Databricks

mmlime · ‎10-26-2022

Hi,

there is no option to take VMs from a Pool for a new workflow (Azure Cloud)?

default schema for a new cluster:

{
    "num_workers": 0,
    "spark_version": "10.4.x-scala2.12",
    "spark_conf": {
        "spark.master": "local[*, 4]",
        "spark.databricks.cluster.profile": "singleNode"
    },
    "azure_attributes": {
        "first_on_demand": 1,
        "availability": "ON_DEMAND_AZURE",
        "spot_bid_max_price": -1
    },
    "node_type_id": "Standard_DS3_v2",
    "ssh_public_keys": [],
    "custom_tags": {
        "ResourceClass": "SingleNode"
    },
    "spark_env_vars": {
        "PYSPARK_PYTHON": "/databricks/python3/bin/python3"
    },
    "enable_elastic_disk": true,
    "cluster_source": "JOB",
    "init_scripts": [],
    "data_security_mode": "SINGLE_USER",
    "runtime_engine": "STANDARD"
}

Vivian_Wilfred · ‎10-26-2022

@Michal Mlaka I just checked on the UI and I could find the pools listing under worker type in a job cluster configuration.
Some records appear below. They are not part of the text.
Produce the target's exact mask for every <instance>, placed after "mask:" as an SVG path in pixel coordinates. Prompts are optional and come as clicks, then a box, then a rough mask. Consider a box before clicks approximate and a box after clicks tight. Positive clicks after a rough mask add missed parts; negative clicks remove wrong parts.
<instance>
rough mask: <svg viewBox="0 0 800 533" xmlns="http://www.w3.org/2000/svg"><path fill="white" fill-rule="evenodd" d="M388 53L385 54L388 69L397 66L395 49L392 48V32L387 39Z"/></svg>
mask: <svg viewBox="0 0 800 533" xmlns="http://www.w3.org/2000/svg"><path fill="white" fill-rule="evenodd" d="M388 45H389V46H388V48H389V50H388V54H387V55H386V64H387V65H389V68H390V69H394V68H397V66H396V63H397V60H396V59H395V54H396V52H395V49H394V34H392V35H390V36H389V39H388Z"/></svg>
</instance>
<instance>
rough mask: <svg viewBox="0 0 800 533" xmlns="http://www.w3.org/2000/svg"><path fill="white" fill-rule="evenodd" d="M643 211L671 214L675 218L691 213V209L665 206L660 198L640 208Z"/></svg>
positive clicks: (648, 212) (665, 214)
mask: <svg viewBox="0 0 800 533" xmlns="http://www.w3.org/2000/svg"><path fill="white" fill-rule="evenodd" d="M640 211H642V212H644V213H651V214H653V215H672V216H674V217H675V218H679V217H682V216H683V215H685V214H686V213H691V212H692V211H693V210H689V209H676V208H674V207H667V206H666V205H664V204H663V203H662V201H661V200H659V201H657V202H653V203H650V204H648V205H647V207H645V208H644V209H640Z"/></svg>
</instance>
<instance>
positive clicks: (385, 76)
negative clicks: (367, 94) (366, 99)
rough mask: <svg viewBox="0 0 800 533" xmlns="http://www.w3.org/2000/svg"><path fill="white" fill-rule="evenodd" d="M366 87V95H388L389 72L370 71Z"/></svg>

It should work.

View solution in original post

Vivian_Wilfred · ‎10-26-2022

Hi @Michal Mlaka , it should be possible. If you are using APIs to launch the Job, remove "node_type_id" and "driver_node_type_id" from the JSON and pass the "instance_pool_id" and "driver_instance_pool_id" instead to make the cluster pick VMs from the pool.

Check this doc for the structure of cluster definition-

https://learn.microsoft.com/en-gb/azure/databricks/dev-tools/api/latest/clusters#--request-structure...

Let me know if this helps. Please mark the comment as "best answer" to resolve the query.